Mikhail Khodorkovsky murder charge
Russian officials Friday accused Mikhail Khodorkovsky of involvement in the murder of a Siberian mayor and the attempted assassination of a Russian businessman in the 1990s. In this photo, Mikhail Khodorkovsky, the former owner of one of Russia's largest oil companies, holds a public meeting and press conference at Izolyatsia, a non-governmental arts foundation, on April 27, 2014, in Donetsk, Ukraine. Getty Images/Brendan Hoffman

Russian officials on Friday accused Mikhail Khodorkovsky, an exiled oil tycoon and former prisoner, of being involved in the 1998 killing of Vladimir Petukhov, a Siberian mayor, and in the attempted killing of businessman Yevgeny Rybin in 1999. Authorities had claimed before that they suspected Khodorkovsky's links to the killing, but did not have proof.

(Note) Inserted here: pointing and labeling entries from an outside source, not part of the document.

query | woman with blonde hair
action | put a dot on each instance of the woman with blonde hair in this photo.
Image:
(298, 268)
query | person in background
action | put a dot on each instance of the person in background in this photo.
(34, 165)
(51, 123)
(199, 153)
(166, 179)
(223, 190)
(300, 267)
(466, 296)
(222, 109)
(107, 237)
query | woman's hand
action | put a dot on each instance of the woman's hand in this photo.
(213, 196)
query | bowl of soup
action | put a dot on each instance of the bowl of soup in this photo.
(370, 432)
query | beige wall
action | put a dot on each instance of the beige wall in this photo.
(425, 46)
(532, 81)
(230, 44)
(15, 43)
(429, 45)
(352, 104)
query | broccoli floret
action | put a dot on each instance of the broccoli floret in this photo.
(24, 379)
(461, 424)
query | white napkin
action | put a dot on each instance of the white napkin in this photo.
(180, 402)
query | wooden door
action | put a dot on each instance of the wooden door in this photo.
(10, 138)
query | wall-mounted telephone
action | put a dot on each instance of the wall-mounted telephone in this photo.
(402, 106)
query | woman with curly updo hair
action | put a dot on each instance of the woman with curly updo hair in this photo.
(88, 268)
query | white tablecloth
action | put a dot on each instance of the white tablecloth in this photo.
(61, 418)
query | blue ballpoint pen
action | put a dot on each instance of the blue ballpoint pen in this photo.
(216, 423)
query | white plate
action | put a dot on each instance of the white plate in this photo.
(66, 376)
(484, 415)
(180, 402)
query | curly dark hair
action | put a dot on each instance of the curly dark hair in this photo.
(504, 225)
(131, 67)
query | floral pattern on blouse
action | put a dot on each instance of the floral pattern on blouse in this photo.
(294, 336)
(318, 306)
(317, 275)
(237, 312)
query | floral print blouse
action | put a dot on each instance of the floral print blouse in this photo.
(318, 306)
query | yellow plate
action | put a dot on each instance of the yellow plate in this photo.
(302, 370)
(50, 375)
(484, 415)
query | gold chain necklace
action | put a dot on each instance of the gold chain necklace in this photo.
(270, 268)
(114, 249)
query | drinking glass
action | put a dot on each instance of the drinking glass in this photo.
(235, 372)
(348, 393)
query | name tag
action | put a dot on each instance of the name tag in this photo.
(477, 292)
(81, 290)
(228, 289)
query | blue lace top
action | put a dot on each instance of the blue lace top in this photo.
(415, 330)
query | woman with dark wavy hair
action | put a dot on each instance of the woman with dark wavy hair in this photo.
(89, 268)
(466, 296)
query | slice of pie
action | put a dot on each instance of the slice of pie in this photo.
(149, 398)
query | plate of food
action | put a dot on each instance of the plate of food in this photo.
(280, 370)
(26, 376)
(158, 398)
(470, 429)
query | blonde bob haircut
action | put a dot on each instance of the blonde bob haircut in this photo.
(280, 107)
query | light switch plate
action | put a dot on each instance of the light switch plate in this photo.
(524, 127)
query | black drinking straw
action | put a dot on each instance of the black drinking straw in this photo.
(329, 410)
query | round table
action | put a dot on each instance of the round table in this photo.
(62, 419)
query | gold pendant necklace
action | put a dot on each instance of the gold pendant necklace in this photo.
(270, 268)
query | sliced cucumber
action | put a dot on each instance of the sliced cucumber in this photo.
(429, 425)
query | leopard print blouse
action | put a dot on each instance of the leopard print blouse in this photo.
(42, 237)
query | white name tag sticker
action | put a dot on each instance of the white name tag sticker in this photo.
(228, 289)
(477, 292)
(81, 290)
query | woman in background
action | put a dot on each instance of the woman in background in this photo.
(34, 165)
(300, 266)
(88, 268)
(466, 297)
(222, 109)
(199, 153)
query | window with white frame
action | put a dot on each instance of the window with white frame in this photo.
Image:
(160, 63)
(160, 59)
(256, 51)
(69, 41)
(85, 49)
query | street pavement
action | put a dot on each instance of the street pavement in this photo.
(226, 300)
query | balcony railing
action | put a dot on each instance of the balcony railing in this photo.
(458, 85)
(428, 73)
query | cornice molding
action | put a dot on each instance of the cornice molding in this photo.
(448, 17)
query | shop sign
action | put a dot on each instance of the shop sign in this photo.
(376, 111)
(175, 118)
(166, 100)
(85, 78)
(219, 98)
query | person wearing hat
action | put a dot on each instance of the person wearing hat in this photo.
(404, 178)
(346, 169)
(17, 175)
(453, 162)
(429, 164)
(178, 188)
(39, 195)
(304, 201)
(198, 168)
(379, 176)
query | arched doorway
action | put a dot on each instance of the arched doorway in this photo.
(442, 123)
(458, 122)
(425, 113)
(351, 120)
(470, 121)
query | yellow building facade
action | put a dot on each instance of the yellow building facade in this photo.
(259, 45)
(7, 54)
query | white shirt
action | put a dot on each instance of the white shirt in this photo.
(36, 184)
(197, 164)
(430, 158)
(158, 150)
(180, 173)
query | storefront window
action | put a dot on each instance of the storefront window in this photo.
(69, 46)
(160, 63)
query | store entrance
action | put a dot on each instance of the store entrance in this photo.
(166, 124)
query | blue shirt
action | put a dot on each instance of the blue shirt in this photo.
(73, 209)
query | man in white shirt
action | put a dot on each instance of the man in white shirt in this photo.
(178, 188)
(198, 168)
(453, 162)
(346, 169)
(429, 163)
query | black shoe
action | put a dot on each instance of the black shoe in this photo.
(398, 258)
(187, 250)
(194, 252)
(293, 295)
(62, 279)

Khodorkovsky, the former chairman and CEO of the bankrupt oil and gas corporation Yukos, has so far denied the allegations by Russian prosecutors and, on Wednesday, accused Russian president Vladimir Putin of driving Russia to a point where a revolution will be "inevitable and necessary." He added that he will help to bring the revolution. He also accused Kremlin of conducting an "anti-constitutional coup" by following a suicidal foreign policy, introducing unlawful laws and prosecuting citizens in corrupt courts.

Petukhov was the mayor of Nefteyugansk, the town where Khodorkovsky's oil company was based at the time. In Rybin’s case, while the businessman survived an assassination attempt, his bodyguard was killed.

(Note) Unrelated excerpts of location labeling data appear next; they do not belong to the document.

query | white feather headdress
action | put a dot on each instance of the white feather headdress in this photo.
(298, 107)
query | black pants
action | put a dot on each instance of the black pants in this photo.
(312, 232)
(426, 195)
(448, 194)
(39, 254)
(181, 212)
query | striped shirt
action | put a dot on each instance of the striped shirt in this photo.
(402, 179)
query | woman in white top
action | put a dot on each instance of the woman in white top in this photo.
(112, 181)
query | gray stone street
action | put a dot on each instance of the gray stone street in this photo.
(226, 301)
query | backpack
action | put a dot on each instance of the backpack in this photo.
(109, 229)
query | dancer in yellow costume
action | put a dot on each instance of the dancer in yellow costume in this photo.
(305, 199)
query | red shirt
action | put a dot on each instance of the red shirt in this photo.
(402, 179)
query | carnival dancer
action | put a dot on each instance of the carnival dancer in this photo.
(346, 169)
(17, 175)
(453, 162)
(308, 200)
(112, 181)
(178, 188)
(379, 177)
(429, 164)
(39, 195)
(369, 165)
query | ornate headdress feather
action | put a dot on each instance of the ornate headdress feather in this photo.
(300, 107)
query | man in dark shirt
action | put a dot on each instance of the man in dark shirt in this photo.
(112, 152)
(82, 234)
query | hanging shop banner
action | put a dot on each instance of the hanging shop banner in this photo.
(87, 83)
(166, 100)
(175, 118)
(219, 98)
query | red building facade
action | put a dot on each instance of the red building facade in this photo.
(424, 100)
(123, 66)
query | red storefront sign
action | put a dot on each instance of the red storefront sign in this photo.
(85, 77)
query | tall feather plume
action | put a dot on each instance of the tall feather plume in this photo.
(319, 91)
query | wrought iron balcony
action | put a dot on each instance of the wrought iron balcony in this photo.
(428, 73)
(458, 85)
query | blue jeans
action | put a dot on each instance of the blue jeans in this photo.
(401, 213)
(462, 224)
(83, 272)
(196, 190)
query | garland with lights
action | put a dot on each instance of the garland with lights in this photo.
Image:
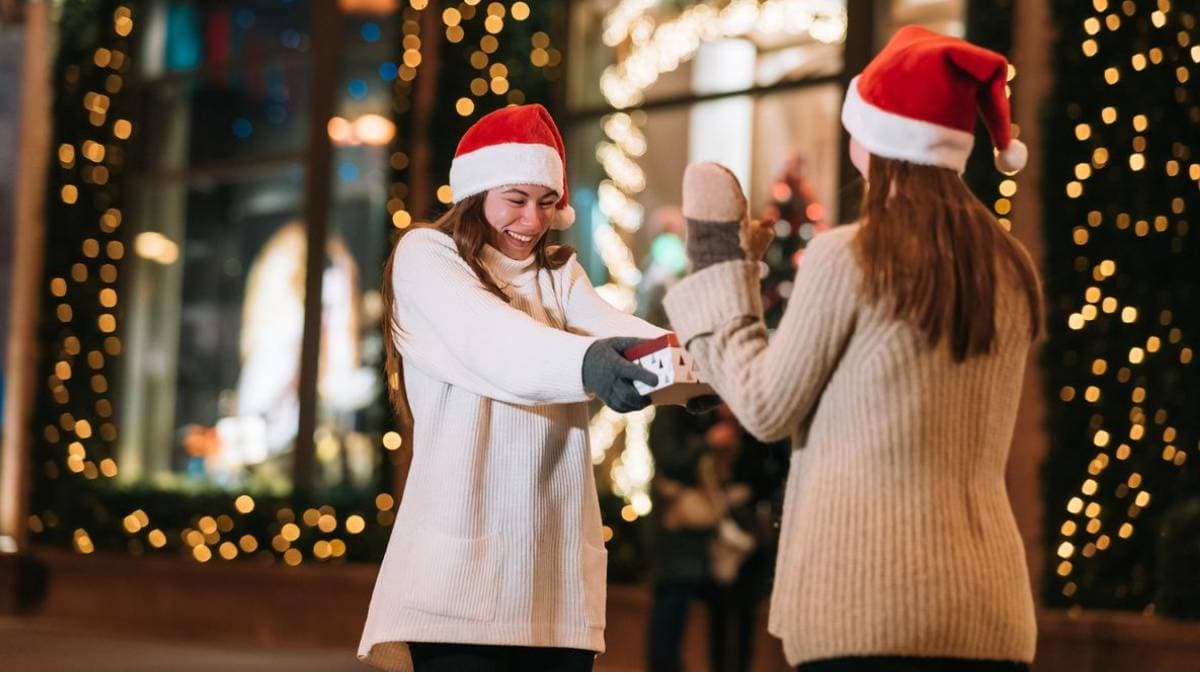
(76, 503)
(1122, 488)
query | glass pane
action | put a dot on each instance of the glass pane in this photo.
(352, 414)
(211, 365)
(628, 53)
(222, 81)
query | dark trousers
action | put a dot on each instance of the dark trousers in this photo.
(732, 613)
(441, 657)
(910, 664)
(669, 615)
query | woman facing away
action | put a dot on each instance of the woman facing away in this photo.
(897, 371)
(496, 559)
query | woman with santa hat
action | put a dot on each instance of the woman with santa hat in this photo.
(496, 341)
(897, 372)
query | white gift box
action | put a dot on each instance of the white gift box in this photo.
(679, 380)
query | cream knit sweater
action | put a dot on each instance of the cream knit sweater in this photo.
(497, 539)
(898, 537)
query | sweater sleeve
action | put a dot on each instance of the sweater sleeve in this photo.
(454, 329)
(588, 314)
(771, 387)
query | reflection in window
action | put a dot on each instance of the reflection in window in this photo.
(211, 371)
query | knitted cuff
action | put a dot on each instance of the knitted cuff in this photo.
(711, 243)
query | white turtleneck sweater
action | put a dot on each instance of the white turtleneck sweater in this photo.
(497, 539)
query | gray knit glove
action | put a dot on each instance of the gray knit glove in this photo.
(715, 209)
(610, 375)
(703, 404)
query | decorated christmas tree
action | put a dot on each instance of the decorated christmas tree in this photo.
(797, 217)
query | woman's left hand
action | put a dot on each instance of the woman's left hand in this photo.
(756, 238)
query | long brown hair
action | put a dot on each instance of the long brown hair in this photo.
(931, 252)
(467, 225)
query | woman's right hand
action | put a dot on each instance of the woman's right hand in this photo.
(611, 376)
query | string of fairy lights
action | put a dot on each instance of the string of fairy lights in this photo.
(85, 174)
(1134, 432)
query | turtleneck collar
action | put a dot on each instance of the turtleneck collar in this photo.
(508, 272)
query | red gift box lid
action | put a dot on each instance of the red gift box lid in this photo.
(648, 347)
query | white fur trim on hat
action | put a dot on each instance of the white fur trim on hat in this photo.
(1013, 159)
(505, 163)
(888, 135)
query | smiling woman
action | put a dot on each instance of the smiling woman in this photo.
(503, 341)
(520, 216)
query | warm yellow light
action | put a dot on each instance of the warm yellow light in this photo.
(321, 549)
(311, 517)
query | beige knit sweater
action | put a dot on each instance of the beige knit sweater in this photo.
(497, 539)
(898, 537)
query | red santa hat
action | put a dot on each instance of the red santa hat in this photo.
(917, 101)
(513, 145)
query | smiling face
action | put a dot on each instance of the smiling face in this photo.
(519, 216)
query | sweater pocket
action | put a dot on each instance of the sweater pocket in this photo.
(595, 584)
(457, 578)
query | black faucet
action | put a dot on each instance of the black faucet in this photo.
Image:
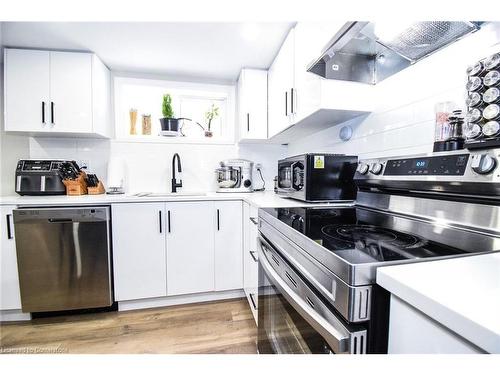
(176, 184)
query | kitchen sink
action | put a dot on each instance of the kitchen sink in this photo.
(166, 194)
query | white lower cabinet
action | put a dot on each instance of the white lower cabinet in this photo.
(250, 257)
(228, 245)
(139, 257)
(190, 247)
(10, 297)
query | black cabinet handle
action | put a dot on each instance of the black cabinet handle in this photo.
(159, 219)
(286, 103)
(168, 213)
(252, 253)
(52, 119)
(9, 230)
(253, 301)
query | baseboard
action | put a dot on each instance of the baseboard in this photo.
(179, 300)
(13, 316)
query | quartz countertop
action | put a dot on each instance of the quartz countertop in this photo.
(258, 199)
(463, 294)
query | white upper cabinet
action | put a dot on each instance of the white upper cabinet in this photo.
(280, 84)
(56, 92)
(27, 96)
(10, 296)
(139, 257)
(313, 103)
(228, 245)
(252, 104)
(190, 247)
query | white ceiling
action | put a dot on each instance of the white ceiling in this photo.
(191, 50)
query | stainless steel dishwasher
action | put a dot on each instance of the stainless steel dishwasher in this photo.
(63, 257)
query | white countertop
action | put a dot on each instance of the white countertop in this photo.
(462, 294)
(259, 199)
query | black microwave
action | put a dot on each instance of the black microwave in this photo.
(318, 177)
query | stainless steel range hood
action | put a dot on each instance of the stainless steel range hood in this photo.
(369, 52)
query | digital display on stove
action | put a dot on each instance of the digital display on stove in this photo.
(446, 165)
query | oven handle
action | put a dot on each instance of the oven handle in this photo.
(338, 340)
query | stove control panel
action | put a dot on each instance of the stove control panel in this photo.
(442, 165)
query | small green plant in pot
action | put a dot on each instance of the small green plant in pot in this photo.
(210, 115)
(168, 122)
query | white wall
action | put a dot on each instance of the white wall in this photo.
(149, 164)
(403, 122)
(12, 147)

Khodorkovsky, who was once considered one of the richest men in Russia, was arrested in 2003 and charged with fraud in what has been previously referred to as an inquiry orchestrated by Kremlin. In May 2005, he was sentenced to nine years in jail over it and, in December 2010, while he was serving the sentence, his jail time was extended till 2014. He was pardoned by Putin in 2013, following which he moved to Switzerland.

Since his release, Khodorkovsky has openly criticized the Russian administration from Switzerland. Denying the murder allegations against him, Khodorkovsky said, according to Tass, that he was ready to face questions in the case, but only to Swiss authorities. He had also said Wednesday that neither he nor his representatives planned to appear in the Investigative Committee for questioning.

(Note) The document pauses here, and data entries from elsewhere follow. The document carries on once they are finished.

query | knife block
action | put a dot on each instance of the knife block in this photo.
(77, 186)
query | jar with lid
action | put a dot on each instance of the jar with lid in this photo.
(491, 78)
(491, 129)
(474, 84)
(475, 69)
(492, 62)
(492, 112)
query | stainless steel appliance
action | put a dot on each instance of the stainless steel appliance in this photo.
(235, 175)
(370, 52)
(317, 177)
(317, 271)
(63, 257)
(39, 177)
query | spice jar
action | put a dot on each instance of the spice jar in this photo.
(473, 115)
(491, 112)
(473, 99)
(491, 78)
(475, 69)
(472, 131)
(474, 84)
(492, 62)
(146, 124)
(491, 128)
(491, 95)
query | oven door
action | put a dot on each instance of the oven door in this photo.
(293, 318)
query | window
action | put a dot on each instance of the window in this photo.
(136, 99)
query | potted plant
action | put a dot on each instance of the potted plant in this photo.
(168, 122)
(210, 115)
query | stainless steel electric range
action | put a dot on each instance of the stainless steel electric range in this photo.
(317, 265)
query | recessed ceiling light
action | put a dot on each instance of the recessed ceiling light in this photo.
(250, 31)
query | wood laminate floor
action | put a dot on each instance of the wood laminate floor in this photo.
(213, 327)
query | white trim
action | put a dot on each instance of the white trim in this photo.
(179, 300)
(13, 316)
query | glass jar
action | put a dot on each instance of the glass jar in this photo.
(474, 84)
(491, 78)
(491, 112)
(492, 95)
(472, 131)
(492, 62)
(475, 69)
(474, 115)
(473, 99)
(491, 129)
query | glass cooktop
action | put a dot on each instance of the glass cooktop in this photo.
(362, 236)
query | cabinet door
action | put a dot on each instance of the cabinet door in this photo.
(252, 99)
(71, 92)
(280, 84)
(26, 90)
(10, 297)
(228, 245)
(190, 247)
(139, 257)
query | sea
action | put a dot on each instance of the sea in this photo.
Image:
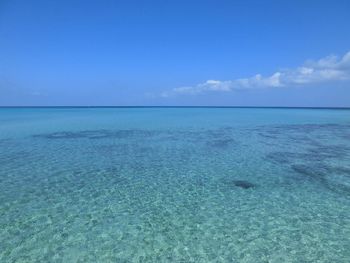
(174, 184)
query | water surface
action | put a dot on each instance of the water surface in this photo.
(174, 185)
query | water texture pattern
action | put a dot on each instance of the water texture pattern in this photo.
(174, 185)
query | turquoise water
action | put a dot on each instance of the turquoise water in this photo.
(174, 185)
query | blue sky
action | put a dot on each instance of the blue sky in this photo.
(239, 53)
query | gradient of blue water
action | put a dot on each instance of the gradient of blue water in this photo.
(174, 185)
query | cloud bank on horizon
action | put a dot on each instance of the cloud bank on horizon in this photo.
(328, 69)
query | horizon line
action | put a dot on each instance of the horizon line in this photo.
(186, 106)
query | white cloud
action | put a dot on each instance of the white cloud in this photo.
(331, 68)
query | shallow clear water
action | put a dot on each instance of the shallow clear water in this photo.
(174, 185)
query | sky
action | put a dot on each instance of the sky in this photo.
(198, 53)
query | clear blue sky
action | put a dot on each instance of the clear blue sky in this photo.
(68, 52)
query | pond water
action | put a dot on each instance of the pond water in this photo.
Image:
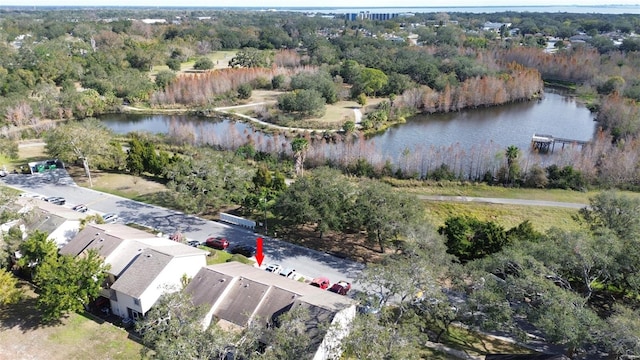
(433, 139)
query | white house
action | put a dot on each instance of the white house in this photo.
(236, 294)
(142, 266)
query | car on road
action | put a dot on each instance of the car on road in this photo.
(247, 251)
(321, 282)
(219, 243)
(288, 272)
(274, 268)
(80, 208)
(341, 287)
(58, 200)
(110, 218)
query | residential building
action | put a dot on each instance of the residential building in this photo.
(142, 266)
(61, 223)
(236, 294)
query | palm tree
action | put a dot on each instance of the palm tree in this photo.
(512, 153)
(299, 147)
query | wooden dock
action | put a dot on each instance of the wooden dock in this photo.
(544, 143)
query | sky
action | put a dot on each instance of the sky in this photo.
(313, 3)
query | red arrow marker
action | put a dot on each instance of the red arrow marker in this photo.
(259, 254)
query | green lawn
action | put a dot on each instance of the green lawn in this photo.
(542, 218)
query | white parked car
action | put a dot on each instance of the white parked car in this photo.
(288, 272)
(110, 218)
(274, 268)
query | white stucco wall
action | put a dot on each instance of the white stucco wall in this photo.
(65, 232)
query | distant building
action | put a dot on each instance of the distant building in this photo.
(154, 21)
(491, 26)
(365, 15)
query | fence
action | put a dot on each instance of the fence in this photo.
(237, 220)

"If the country where I live not finds it necessary for me to answer these questions, I will do that," Khodorkovsky said, adding: "If the country where I’m now living deems it necessary to get answers to these questions [formulated by investigators], I’ll answer these questions."

He also said Wednesday, according to AP, that he told Putin in a pardon letter that he would not enter politics before his prison term ended and while he was taking care of his ailing mother. But since his mother passed away last August, he felt he "no longer had any obligations."